Liputan6.com, Jakarta - Menteri Pendidikan dan Kebudayaan (Mendikbud) Nadiem Anwar Makarim memastikan Ujian Nasional (UN) pada 2021 akan ditiadakan. Mendikbud telah menyiapkan pengganti UN yang disebut dengan konsep Asesmen Kompetensi Minimum dan Survei Karakter.
Menurut Nadiem, konsep ini merupakan penyederhanaan dari ujian nasional yang begitu kompleks. Konsep yang digunakan yakni asesmen yang mengukur kemampuan minimal yang dibutuhkan para siswi. Materi yang dinilai adalah literasi dan numerasi.
"Literasi itu bukan hanya kemampuan membaca, literasi adalah kemampuan menganalisa suatu bacaan. Kemampuan memahami konsep di balik tulisan tersebut," kata Nadiem dalam sebuah acara di Hotel Bidakara, Jakarta, Rabu (11/12/2019).
Sedangkan numerasi, kata Nadiem, ialah kemampuan menganalisa dengan menggunakan angka-angka. "Ini adalah dua hal yang akan menyederhanakan asesmen kompetensi mulai 2021," tuturnya.
Nadiem menegaskan, konsep asesmen kompetensi pengganti ujian nasional itu bukan lagi berdasarkan mata pelajaran maupun berdasarkan penguasaan konten atau materi.

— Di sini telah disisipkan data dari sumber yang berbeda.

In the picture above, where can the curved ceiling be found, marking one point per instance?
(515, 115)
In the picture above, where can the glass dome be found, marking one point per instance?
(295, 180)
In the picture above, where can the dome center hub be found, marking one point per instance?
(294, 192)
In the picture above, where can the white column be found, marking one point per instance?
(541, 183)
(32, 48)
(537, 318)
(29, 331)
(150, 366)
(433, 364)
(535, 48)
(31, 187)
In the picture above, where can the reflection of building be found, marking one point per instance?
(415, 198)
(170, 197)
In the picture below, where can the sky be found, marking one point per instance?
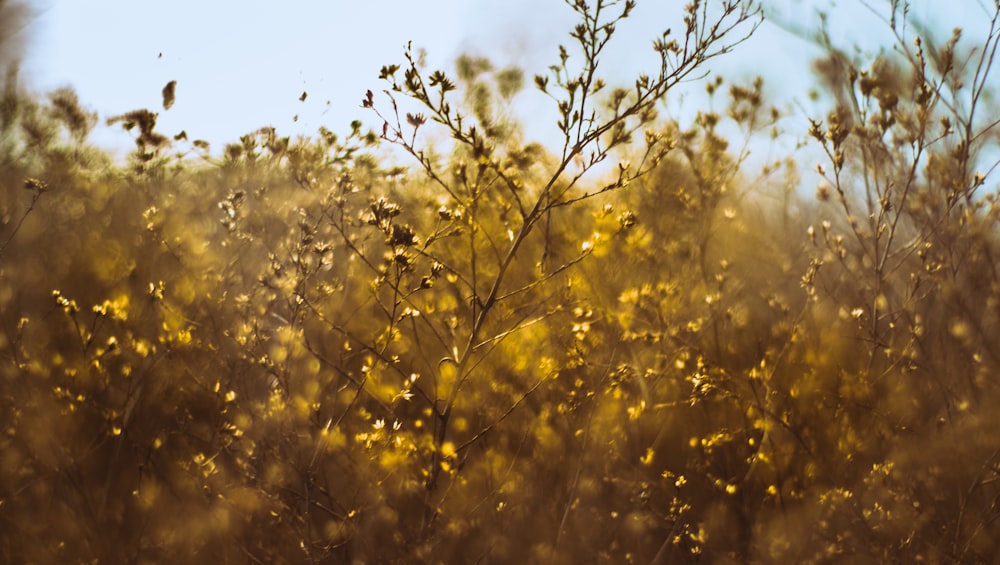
(241, 65)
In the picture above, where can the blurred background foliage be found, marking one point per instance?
(298, 350)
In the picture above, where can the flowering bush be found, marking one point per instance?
(630, 348)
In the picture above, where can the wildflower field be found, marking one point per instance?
(427, 339)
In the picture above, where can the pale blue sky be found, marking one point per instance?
(242, 65)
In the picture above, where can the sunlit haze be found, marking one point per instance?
(243, 65)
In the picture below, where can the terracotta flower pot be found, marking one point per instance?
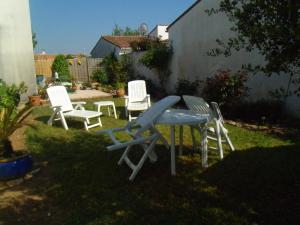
(120, 92)
(35, 100)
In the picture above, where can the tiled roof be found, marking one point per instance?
(183, 14)
(122, 41)
(44, 57)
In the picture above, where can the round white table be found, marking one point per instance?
(173, 117)
(108, 104)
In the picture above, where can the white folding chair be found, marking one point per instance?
(215, 129)
(143, 133)
(137, 99)
(63, 108)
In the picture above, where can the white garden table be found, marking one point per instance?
(108, 104)
(173, 117)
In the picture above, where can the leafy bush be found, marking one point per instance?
(158, 58)
(60, 65)
(186, 87)
(142, 45)
(259, 112)
(225, 87)
(100, 76)
(9, 113)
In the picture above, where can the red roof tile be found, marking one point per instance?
(122, 41)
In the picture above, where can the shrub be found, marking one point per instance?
(225, 87)
(60, 65)
(186, 87)
(142, 45)
(158, 58)
(9, 114)
(100, 76)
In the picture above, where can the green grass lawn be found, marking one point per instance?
(259, 183)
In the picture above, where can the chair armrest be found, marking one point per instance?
(78, 105)
(57, 107)
(126, 100)
(148, 100)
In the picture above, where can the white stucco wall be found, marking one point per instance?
(160, 31)
(140, 69)
(193, 35)
(16, 51)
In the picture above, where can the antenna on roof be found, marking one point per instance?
(143, 29)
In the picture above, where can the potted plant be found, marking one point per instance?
(12, 164)
(35, 99)
(42, 91)
(120, 89)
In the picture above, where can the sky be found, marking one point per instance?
(75, 26)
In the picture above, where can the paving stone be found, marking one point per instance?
(15, 182)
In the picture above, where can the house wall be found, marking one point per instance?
(16, 51)
(160, 32)
(195, 34)
(141, 70)
(104, 48)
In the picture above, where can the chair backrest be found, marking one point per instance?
(137, 90)
(58, 96)
(150, 115)
(217, 111)
(198, 104)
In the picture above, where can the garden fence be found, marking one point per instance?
(81, 69)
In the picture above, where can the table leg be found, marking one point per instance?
(180, 139)
(204, 146)
(108, 110)
(114, 108)
(173, 166)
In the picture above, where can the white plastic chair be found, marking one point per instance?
(137, 99)
(63, 108)
(216, 130)
(143, 133)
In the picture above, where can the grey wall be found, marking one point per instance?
(195, 34)
(16, 51)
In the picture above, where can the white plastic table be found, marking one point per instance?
(108, 104)
(182, 117)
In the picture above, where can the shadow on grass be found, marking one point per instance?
(82, 184)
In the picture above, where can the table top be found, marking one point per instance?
(182, 117)
(104, 103)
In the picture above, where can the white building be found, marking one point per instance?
(159, 32)
(16, 51)
(118, 44)
(193, 34)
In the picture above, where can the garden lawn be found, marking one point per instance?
(259, 183)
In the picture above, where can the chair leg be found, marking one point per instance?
(127, 150)
(180, 139)
(204, 147)
(129, 116)
(193, 139)
(225, 133)
(115, 111)
(144, 157)
(108, 110)
(63, 120)
(99, 121)
(86, 122)
(50, 121)
(219, 138)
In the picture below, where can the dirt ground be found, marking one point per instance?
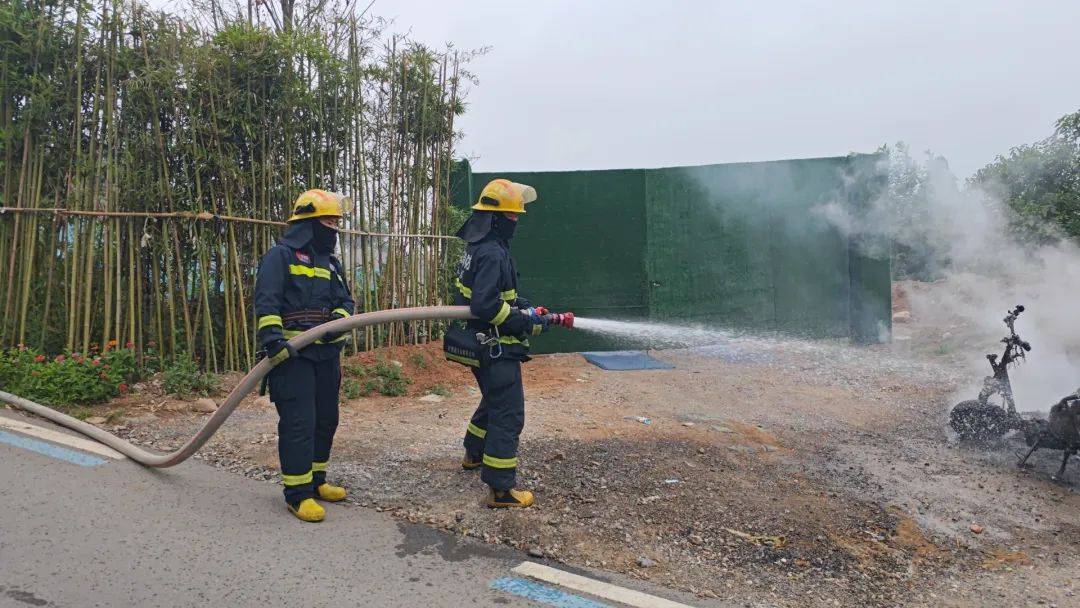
(769, 472)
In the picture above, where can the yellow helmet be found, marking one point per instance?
(318, 203)
(503, 194)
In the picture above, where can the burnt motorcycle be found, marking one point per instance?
(984, 418)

"Ini berdasarkan kompetensi minum yang dibutuhkan murid-murid untuk bisa belajar apa pun mata pelajarannya," ujar mantan bos Gojek Indonesia itu.
Survei Karakter
Selain asesmen kompetensi, Mendikbud juga akan memberlakukan konsep survei karakter. Survei karakter ini digunakan untuk mengetahui iklan karakter anak di sekolah.
"Untuk mengetahui ekosistem di sekolahnya bagaimana implementasi gotong royong. Apakah level toleransinya sehat, apakah well-being atau kebahagiaan anak itu sudah mapan, apakah ada bullying terjadi?," kata Nadiem.
Survei itu, kata Nadiem, digunakan untuk menjadi tolok ukur supaya sekolah-sekolah memberikan umpan balik bagi kegiatan pembelajarannya.
Mas Nadiem, sapaan akrabnya di Kemendikbud itu, juga menerangkan bahwa asesmen dan survei tersebut akan dilaksanakan pada pertengahan jenjang satuan pembelajaran. Sementara ujian nasional selama ini berada di akhir jenjang.
Ada dua alasan mengapa hal ini dilakukan di tengah jenjang. Yang pertama, kata Nadiem, adalah untuk memberikan waktu bagi sekolah dan para guru melakukan perbaikan sebelum sang anak lulus.
"Dan yang kedua karena dilakukan di tengah jenjang ini tidak bisa dilakukan sebagai alat seleksi untuk siswa. Tidak lagi menimbulkan stres bagi anak-anak dan orangtua karena formatif asesmennya," ujarnya.